A Day In The Life Of A Pentester: How I Owned Your Domain In 4 Hours

EDB-ID:

42896

CVE:

N/A




Platform:

Multiple

Date:

2016-09-15


## A day in the life of a pentester: How I owned your domain in 4 hours 

Arrived onsite, sat down, plugged in.

Started **Responder** (https://github.com/SpiderLabs/Responder), start **nbtscan**ning /24

- **Responder**: Spoofs **NBTNS** and **LLMNR** responses, get **NetNTLMv2** hashed passwords for domain users back in response
- **nbtscan** - Uses **NetBIOS** to get computer names/IPs from almost every host on subnet, very very quickly

> **Why**: The first step is to start gathering information about the environment. Most monitoring solutions will not detect nbtscan activity, and Responder is an easy win if their password policy is poor.

- - - 

Cracked some creds gathered from Responder, and used **Metasploit’s smb_login** to check across subnet for local administrator.

> Why: Slow checking of valid credentials (one attempt every 30 seconds or so) with smb_login will show systems where the compromised credentials allow _Local Adminstrator access.

- - - 
 
A couple systems had local admin from those creds, used local admin access to **psexec (executes a command or spawns a service, requires local admin or access to ADMIN$ share in Windows), spawn Cobalt Strike Beacons on those hosts.

- **Cobalt Strike** is an advanced red team framework, uses an implant called Beacon to control hosts.
- **Beacon** can communicate over **DNS**, **HTTPS**, **HTTP**, or **SMB**. In this case, I used HTTPS beacons. Additionally, we created a custom profile that makes Beacon traffic look like normal web browsing using the **Malleable C2** feature of Beacon. Raphael Mudge created Cobalt Strike, and has several examples of custom Beacon C2 profiles on his GitHub (https://github.com/rsmudge/Malleable-C2-Profiles)

> Why: I used this engagement to test out features of Cobalt Strike against a reasonably monitored network (I knew that the network is monitored, so I wanted to see how effective Cobalt Strike was for hiding my activity).

- - -

Use Beacons to run **Mimikatz** (integrated in Beacon), get plaintext credentials for users that have logged into the system recently. No domain admins yet.

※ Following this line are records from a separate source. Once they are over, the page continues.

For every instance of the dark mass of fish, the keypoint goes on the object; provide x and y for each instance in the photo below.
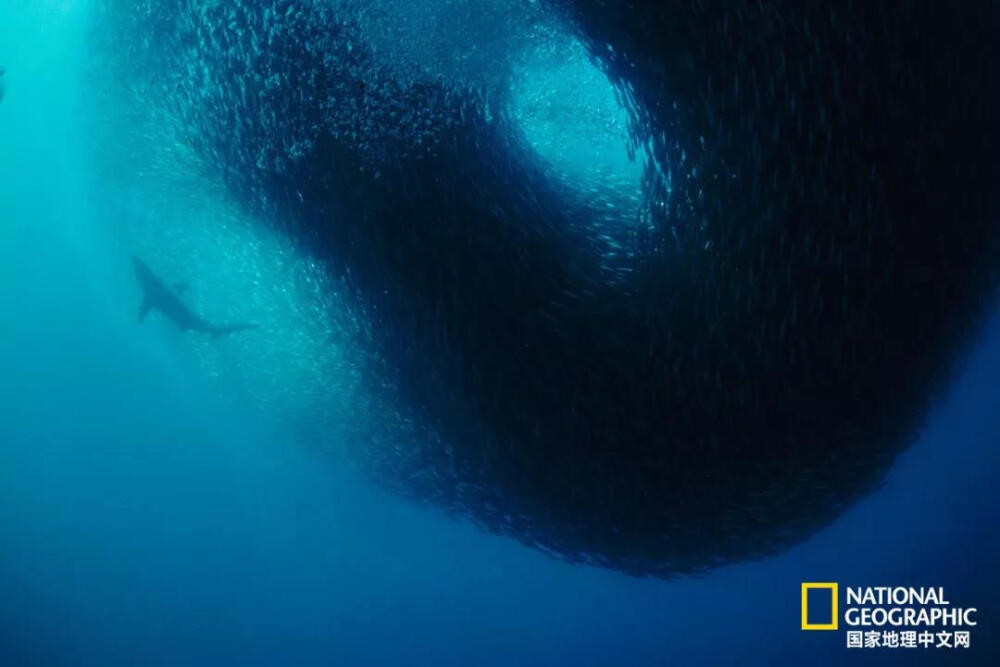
(817, 248)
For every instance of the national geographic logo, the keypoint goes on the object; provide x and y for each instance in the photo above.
(824, 613)
(888, 616)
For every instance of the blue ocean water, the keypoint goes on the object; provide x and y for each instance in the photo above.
(172, 501)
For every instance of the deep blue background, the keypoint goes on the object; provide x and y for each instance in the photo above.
(147, 518)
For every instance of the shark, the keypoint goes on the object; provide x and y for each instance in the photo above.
(157, 295)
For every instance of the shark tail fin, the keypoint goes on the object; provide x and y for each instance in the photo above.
(216, 332)
(144, 308)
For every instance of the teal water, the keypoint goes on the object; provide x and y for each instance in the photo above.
(169, 500)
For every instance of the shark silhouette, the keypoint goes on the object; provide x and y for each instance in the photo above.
(157, 295)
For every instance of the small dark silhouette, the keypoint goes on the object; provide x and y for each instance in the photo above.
(157, 295)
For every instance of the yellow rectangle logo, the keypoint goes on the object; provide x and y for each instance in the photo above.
(808, 586)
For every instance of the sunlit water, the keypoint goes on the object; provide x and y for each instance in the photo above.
(165, 499)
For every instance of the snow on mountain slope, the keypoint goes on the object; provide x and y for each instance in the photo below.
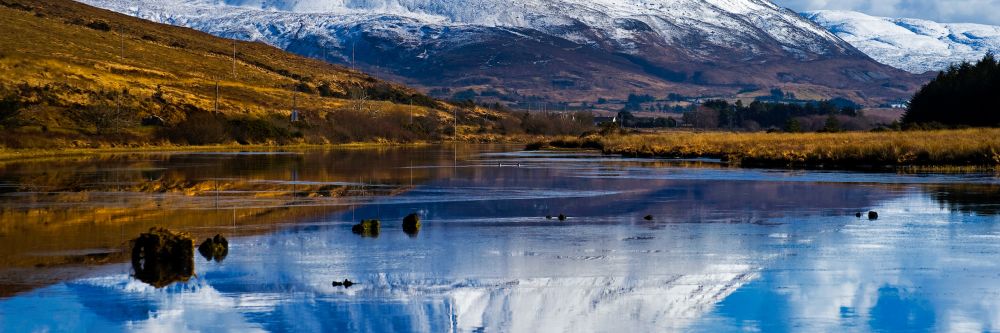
(567, 49)
(722, 23)
(914, 45)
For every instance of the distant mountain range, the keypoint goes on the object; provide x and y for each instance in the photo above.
(916, 46)
(570, 50)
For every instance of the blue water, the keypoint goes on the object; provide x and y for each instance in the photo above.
(728, 250)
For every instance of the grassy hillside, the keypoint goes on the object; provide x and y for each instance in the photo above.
(76, 76)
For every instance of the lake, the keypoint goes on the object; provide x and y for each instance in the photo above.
(725, 249)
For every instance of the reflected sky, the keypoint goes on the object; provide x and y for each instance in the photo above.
(727, 250)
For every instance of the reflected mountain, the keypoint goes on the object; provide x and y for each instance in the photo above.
(729, 250)
(968, 198)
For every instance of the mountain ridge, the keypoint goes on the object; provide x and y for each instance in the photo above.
(565, 50)
(914, 45)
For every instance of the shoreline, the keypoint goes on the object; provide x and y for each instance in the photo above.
(946, 151)
(8, 155)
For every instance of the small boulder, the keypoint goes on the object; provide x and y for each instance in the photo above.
(161, 257)
(367, 228)
(346, 283)
(411, 224)
(215, 248)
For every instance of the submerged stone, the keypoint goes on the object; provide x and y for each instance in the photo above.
(411, 224)
(367, 228)
(161, 257)
(216, 248)
(346, 283)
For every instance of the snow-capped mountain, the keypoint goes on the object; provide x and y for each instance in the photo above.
(570, 49)
(914, 45)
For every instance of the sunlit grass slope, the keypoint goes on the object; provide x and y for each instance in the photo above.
(61, 59)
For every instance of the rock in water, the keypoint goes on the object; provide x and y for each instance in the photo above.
(216, 248)
(411, 224)
(346, 284)
(161, 257)
(367, 228)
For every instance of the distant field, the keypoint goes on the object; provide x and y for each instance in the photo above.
(969, 148)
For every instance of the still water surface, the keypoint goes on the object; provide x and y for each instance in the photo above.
(727, 250)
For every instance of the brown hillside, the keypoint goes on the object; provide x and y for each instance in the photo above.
(78, 75)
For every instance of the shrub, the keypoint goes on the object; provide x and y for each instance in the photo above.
(10, 108)
(100, 25)
(256, 130)
(200, 128)
(107, 119)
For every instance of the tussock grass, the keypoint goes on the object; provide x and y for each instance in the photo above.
(944, 149)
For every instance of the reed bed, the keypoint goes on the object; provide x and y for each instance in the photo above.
(976, 148)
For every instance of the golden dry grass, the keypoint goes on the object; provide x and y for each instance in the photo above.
(968, 147)
(57, 64)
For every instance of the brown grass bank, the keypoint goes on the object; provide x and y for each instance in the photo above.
(940, 150)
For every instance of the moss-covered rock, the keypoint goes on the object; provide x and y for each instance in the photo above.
(215, 248)
(367, 228)
(411, 224)
(161, 257)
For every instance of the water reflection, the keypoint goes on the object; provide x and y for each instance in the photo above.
(969, 198)
(729, 250)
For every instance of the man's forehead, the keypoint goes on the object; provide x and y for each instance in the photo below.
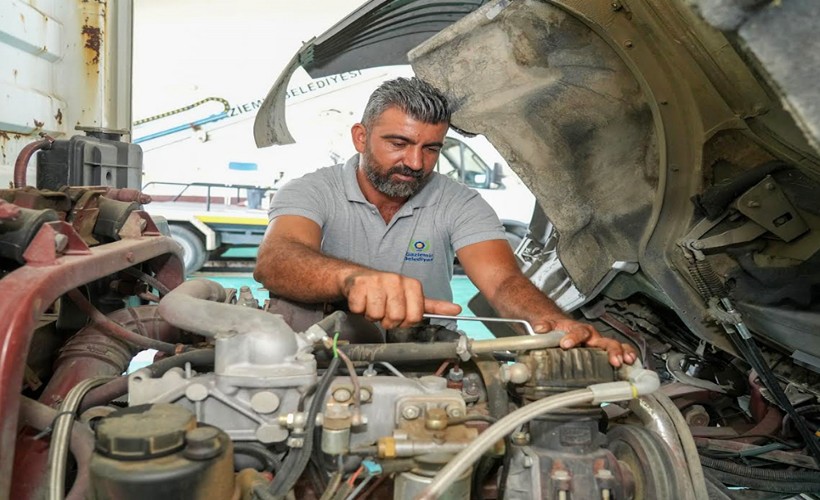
(397, 116)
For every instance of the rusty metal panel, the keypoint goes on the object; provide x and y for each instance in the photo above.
(63, 65)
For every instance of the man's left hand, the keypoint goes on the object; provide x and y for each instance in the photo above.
(582, 333)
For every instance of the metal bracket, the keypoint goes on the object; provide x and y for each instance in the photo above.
(766, 204)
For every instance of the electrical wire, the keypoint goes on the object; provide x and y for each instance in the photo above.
(297, 460)
(357, 389)
(359, 488)
(392, 369)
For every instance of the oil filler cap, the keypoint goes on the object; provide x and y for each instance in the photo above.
(143, 432)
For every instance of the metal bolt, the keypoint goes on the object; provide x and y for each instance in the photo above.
(456, 374)
(410, 412)
(265, 402)
(520, 438)
(60, 242)
(202, 443)
(342, 394)
(454, 412)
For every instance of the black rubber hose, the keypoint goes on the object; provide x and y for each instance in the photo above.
(758, 473)
(118, 387)
(297, 460)
(269, 461)
(771, 382)
(764, 484)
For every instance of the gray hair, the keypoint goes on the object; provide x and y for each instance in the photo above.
(415, 97)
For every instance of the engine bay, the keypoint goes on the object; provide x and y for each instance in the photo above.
(237, 404)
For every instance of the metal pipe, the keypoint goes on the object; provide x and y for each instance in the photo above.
(91, 352)
(41, 417)
(521, 343)
(115, 329)
(21, 165)
(119, 386)
(527, 326)
(654, 418)
(690, 450)
(486, 439)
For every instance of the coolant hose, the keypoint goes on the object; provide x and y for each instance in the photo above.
(690, 449)
(198, 306)
(109, 391)
(21, 164)
(764, 484)
(115, 329)
(41, 417)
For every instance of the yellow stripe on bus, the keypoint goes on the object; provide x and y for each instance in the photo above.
(222, 219)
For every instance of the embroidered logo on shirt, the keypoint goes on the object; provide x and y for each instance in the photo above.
(419, 251)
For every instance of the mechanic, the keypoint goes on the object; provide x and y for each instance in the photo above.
(382, 230)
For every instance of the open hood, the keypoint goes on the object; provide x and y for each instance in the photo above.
(379, 33)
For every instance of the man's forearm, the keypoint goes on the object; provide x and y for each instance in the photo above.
(297, 272)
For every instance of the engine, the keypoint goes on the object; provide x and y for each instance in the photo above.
(239, 404)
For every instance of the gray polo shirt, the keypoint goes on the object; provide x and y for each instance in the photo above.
(419, 241)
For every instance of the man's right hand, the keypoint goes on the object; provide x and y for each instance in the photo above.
(391, 299)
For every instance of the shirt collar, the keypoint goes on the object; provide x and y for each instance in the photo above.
(427, 195)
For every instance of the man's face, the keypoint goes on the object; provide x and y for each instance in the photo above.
(399, 152)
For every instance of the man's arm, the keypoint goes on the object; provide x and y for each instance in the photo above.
(290, 264)
(492, 268)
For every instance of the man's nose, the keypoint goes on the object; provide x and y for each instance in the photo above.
(414, 158)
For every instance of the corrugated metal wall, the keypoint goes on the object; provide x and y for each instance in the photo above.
(63, 64)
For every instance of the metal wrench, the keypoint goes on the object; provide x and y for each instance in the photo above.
(527, 325)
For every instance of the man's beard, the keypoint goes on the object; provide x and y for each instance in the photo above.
(384, 183)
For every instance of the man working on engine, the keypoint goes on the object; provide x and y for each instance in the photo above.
(382, 230)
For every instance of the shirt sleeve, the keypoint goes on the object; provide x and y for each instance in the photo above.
(300, 197)
(473, 220)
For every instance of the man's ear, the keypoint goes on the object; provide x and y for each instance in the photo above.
(359, 134)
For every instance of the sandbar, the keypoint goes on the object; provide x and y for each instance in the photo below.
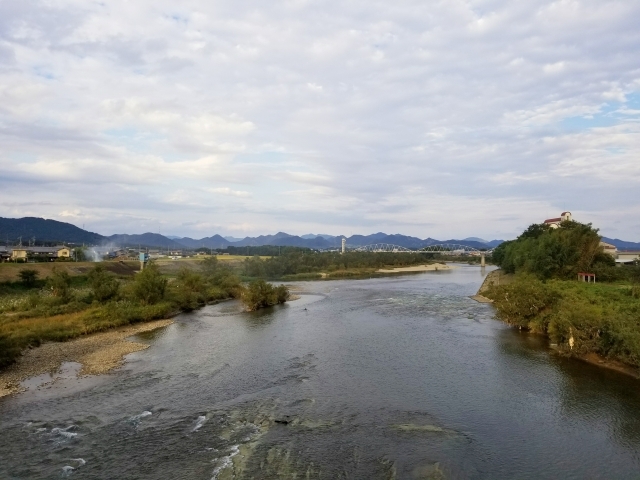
(98, 353)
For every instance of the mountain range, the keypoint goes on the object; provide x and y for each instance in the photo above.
(28, 228)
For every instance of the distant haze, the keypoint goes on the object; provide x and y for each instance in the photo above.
(433, 119)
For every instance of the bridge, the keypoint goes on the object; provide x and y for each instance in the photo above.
(441, 248)
(455, 249)
(382, 247)
(450, 248)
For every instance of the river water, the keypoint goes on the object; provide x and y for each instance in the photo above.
(385, 378)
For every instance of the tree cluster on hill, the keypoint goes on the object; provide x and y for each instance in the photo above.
(545, 296)
(556, 253)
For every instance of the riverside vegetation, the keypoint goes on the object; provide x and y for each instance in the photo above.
(545, 297)
(301, 264)
(62, 307)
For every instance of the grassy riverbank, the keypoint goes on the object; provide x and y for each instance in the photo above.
(61, 307)
(578, 317)
(543, 295)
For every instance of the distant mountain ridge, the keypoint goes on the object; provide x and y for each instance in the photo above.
(621, 244)
(12, 229)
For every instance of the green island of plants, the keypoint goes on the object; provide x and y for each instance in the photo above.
(62, 307)
(546, 297)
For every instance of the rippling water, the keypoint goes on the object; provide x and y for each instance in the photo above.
(386, 378)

- Mimikatz is a tool for attacking Windows secrets. Allows you to dump Kerberos secrets, create Golden Tickets, view plaintext credentials (if wdigest is enabled).

- - -

Ran BloodHound (https://github.com/adaptivethreat/BloodHound) to analyze Active Directory trust relationships, and find a path to the Domain Admins group. Showed several other systems across the domain that I could psexec to with the credentials I had.
Used Beacon’s SMB linking to spawn new Beacons to those systems, dumping cleartext credentials with Mimikatz on each of them. Only one compromised host actually talked to the internet, the rest just communicated through that single Beacon.

> Why: The fewer hosts sending odd traffic to the internet, the less suspicious you will be. Linking Beacons internally allowed me to control multiple hosts without having a system talking to the internet in an unusual manner.

**EXAMPLE** Beacon linked architecture:

```
                                              <---SMB---> Host 2 (SMB Beacon)
                                            /
C2 Server <---HTTPS---> Host 1 (HTTPS Beacon)<---SMB---> Host 3 (SMB Beacon)
                                            \
                                              <---SMB---> Host 4 (SMB Beacon)
```

One of those systems had cached credentials for a domain administrator. Used that to authenticate to Domain Controller, psexec to add Beacon link to DC, dumped hashes for entire domain.

- - - 

**NEXT STEPS**: Time to hunt for valuable data! The pentest is not over when you get Domain Admin, you want to show the ramifications of compromising a Domain Admin, and find how to best demonstrate that to the customer.